Turkish descent Muslim couple Shaheen-Turesi, the founder of Bioentech company was fully responsible for discovery of the Covid-19 vaccine. The company Founded just a few years ago has now become worth of 21 billion dollars.
Only two years ago Dr. Ugur Sahin the founder of BioNtech said his company might be able to use its so-called messenger RNA technology to rapidly develop a vaccine in the event of a global pandemic. Covid-19 viruses were not yet even exist at that time. Now the time of Corona virus Pandemic he has proven his company’s work.
Pfizer and Biotech were working together since 2018, producing various types of vaccines but nothing was more breakthrough than Covid-19 vaccines.
Dr. Sahin, 55, was born in Iskenderun, Turkey. When he was 4, his family moved to Cologne, Germany, where his parents worked at a Ford factory. He grew up wanting to be a doctor, and became a physician at the University of Cologne. In 1993, he earned a doctorate from the university for his work on immunotherapy in tumor cells.

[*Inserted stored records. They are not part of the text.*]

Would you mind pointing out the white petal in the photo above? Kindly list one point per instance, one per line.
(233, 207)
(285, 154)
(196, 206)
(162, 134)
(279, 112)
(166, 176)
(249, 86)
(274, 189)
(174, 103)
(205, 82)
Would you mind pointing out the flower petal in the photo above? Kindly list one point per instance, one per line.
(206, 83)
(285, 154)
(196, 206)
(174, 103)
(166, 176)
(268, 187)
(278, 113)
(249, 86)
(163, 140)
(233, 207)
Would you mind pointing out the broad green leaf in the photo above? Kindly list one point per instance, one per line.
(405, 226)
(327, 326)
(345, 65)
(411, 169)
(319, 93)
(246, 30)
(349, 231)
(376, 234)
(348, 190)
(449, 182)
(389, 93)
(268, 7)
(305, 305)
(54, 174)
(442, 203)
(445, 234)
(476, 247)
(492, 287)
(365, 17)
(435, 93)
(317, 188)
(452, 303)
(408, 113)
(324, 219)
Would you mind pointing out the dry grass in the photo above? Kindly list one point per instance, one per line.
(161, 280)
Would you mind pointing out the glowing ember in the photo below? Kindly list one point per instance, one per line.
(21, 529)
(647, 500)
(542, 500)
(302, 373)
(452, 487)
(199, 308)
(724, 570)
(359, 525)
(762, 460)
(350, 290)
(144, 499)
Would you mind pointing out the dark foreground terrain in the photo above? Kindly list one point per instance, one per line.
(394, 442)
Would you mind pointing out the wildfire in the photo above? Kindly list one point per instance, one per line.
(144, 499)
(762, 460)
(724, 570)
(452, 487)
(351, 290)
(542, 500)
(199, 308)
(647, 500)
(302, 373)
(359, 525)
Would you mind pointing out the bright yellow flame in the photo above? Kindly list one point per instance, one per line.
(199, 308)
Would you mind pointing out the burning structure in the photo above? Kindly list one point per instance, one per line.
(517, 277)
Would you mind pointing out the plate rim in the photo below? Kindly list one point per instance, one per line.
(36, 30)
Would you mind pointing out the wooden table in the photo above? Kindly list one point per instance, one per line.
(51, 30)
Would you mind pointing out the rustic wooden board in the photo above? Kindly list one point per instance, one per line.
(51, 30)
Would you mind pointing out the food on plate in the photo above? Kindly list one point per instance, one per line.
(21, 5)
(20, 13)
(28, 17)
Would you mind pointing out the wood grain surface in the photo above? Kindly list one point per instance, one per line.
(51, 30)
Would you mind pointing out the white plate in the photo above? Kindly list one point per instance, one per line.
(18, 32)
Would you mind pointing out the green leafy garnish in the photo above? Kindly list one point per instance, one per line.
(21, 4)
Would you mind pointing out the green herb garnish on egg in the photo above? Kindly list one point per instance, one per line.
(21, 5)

Early in his career, he met Dr. Türeci. She had early hopes to become a nun and ultimately wound up studying medicine. Dr. Türeci, now 53 and the chief medical officer of BioNTech, was born in Germany, the daughter of a Turkish physician who immigrated from Istanbul. On the day they were married, Dr. Sahin and Dr. Türeci returned to the lab after the ceremony. The pair were initially focused on research and teaching, including at the University of Zurich, where Dr. Sahin worked in the lab of Rolf Zinkernagel, who won the 1996 Nobel Prize in medicine.
In 2001, Dr. Sahin and Dr. Türeci founded Ganymed Pharmaceuticals, which developed drugs to treat cancer using monoclonal antibodies.
After several years they founded BioNTech as well, looking to use a wider range of technologies, including messenger RNA, to treat cancer cells.
Even before the pandemic, BioNTech was gaining momentum. The company raised hundreds of millions of dollars and now has more than 1,800 people on staff, with offices in Berlin, other German cities and Cambridge, Mass. In 2018, it began its partnership with Pfizer. Last year, the Bill & Melinda Gates Foundation invested $55 million to fund its work treating H.I.V. and tuberculosis.
In 2019, Dr. Sahin was awarded the Mustafa Prize, a biennial Iranian prize for Muslims in science and technology.